Over the last year, and specially with the release of Informix Warehouse Accelerator, we've improved the performance and lowered the TCO.
As many of you know, Stonebraker is associated with Vertica, columnar database company recently bought by HP.
Even though his blog is admittedly biased (towards vertica?), his contributions to RDBMS are too numerous to mention in the blog, but you can see it here..
Informix bought his company Illustra and one point, he was CTO of Informix as well.
I reviewed his assertions against what we've done. My comment is in blue.
- (Stonebraker) Star and snowflake schemas are a good idea in the data warehouse world.
(Keshav) I couldn’t agree more. Using Star and snow-flake schema has become best practice for data warehousing world. Informix 11.70 has added star and snowflake query optimizations to improve performance. IWA implementation focuses on star and snowflake schema. The data mart design, the compression techniques, the query processing is all optimized for star and snowflake schema.
- Column stores will dominate the data warehouse market over time, replacing row stores.
In the last few years, column store and access has improved the warehouse query performance. The benefit if column store comes into fore when you combine column store with compression. The compression can and will be done on the value instead of bit streams.
- The vast majority of data warehouses are not candidates for main memory or flash memory.
In warehouses, size matters. You can have terabytes of data in your
warehouse. The hardware vendors
recognize this and are increasing capacity and the prices are falling on
this. Recently, IBM announced eX5
servers with up to 6 terabytes capacity.
Intel announced Westmere with 10-cores.
Gartner did a survey of warehouses in 2010 and found 75% of data warehouses have less than 5TB of data. IWA will typically compress 5TB to about 1.5TB. So, there’s lot of room for growth. Once we have the MPP version, the capacity will grow linearly. So, this statement should be: vast majority of data warehouses ARE candidates for main memory!
- Massively parallel processor (MPP) systems will be omnipresent in this market.
MPP for warehouse has been proven in many contexts, configurations, hardware and vendors. At the same time, multi-core processors have added lot of CPU power into a single node. Depending on your data warehouse size and performance requirements, an SMP system can provide very good return on investment. SMP – simplicity
- “No knobs” is the only thing that makes any sense.

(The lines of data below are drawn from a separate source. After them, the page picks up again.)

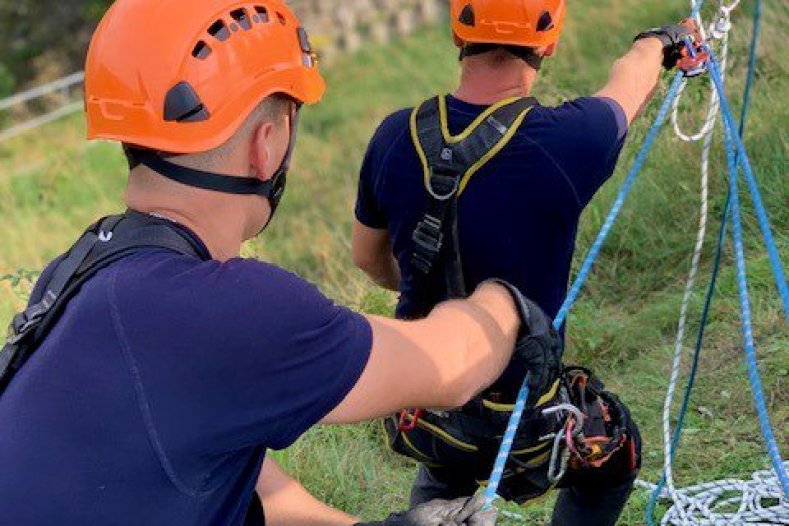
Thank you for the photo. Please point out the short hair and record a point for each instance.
(270, 109)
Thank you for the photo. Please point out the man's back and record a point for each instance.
(156, 395)
(519, 214)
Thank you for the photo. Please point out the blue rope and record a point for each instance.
(744, 161)
(746, 98)
(715, 271)
(742, 285)
(594, 253)
(572, 297)
(683, 411)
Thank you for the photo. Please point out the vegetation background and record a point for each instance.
(53, 184)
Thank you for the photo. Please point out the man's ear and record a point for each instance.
(260, 151)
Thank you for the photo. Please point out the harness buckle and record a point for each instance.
(428, 240)
(408, 420)
(25, 322)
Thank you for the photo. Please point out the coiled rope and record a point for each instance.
(701, 504)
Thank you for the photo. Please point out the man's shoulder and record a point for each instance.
(584, 115)
(184, 282)
(393, 127)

IWA is a no knob accelerator – no indexes, no statistics, nothing to tune. You tell IWA how much memory and CPU to use. Then, you simply load the data and start querying immediately. When you cannot tune, there’s nothing to tune.

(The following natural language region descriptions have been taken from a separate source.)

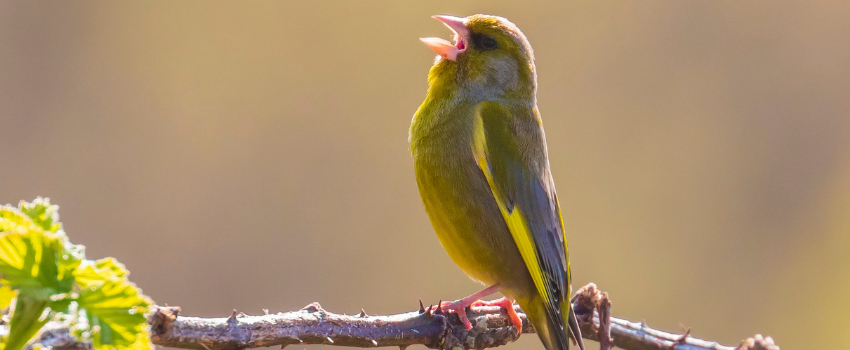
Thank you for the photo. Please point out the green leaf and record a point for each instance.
(38, 264)
(6, 296)
(115, 307)
(27, 319)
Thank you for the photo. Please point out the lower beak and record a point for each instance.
(443, 47)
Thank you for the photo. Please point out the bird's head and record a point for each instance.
(490, 58)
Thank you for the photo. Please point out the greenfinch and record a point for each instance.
(483, 174)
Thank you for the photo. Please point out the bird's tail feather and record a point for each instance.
(551, 330)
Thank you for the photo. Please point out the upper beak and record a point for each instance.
(445, 48)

- Appliances should be “software only.”
Informix Ultimate Warehouse Edition with Informix Warehouse Accelerator is available in the following configuration.

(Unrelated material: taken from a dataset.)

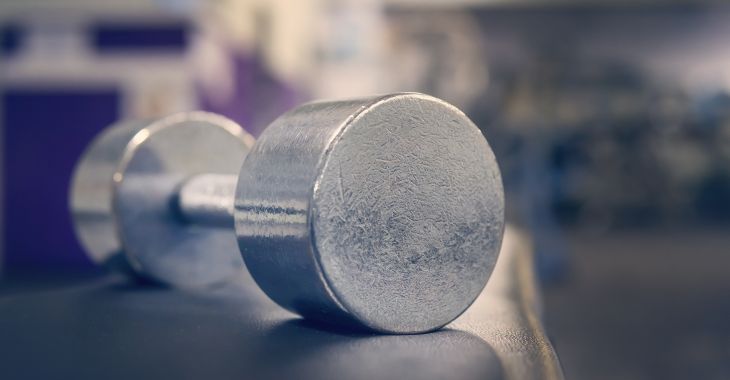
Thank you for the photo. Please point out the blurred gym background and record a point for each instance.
(610, 120)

• IWA on Linux on Intel x86_64 (RHEL 5 or SUSE SLES 11)
• IDS 11.70 + IWA code modules including IDS Stored Procedures
– Linux on Intel (64 bit)
– AIX on Power (64 bit)
– HPUX on Itanium (64 bit)
– Solaris on Sparc (64bit)
We give the software. You choose the right hardware for you.
- Hybrid workloads are not optimized by “one size fits all.”
ROW stores are well suited for OLTP and COLUMN stores are well suited for warehousing. So far, we’ve seen database supports either ROW store or COLUMN store… Hence Stonebraker’s comment
Informix database server uses ROW store. Informix OLTP performances are well known and proven. It also has number of features for warehouse management like time cyclic data management (via fragmentation features) and query optimization (has joins, multi index scans, star and snowflake join optimization).
IWA uses deep columnar storage, optimized for extreme performance. See this paper for details.
So, with Informix Ultimate Edition, you do get best of both worlds. You can run just OLTP, hybrid or just warehouse workload on Informix. And, do it all very well.
- Essentially all data warehouse installations want high availability (HA).
Inforimx has the best HA solution in the database industry. HDR, ER technology has been used by our customers for 15 years. MACH11 has increased this presence in the four years since its release. Flexible Grid in Informix 11.7 takes this to a new level by enabling easier management, replication of schema changes along with data.
One you off-load the data to IWA from the primary, you can accelerate the query from any node in the cluster or HA server.
- DBMSs should support online reprovisioning.
Stonebraker’s idea here is the DBMS instances should be elastic ONLINE.
The snapshot of the data fro Informix to IWA is done ONLINE. When you need to reprovision the number of workers, you simply disable the marts, change the number of nodes and reload the data ONLINE. IWA still runs on a single machine… But, the underlying architecture and implementation will eventually support MPP environment.
- Virtualization often has performance problems in a DBMS world.
The performance issues are owed to two factors: IO performance and CPU sharing. IWA does not have any IO – That’s one factor taken care of. Virtualization is typically deployed when/because you have excess CPU capacity. IWA maximizes the usage of CPU usage. We’ve tested IWA in virtualized and cloud environment and found you still get these incredible speeds… We’ve internal users and customers validating this in virtualized and Cloud environment.
So, we score quite well on these assertions!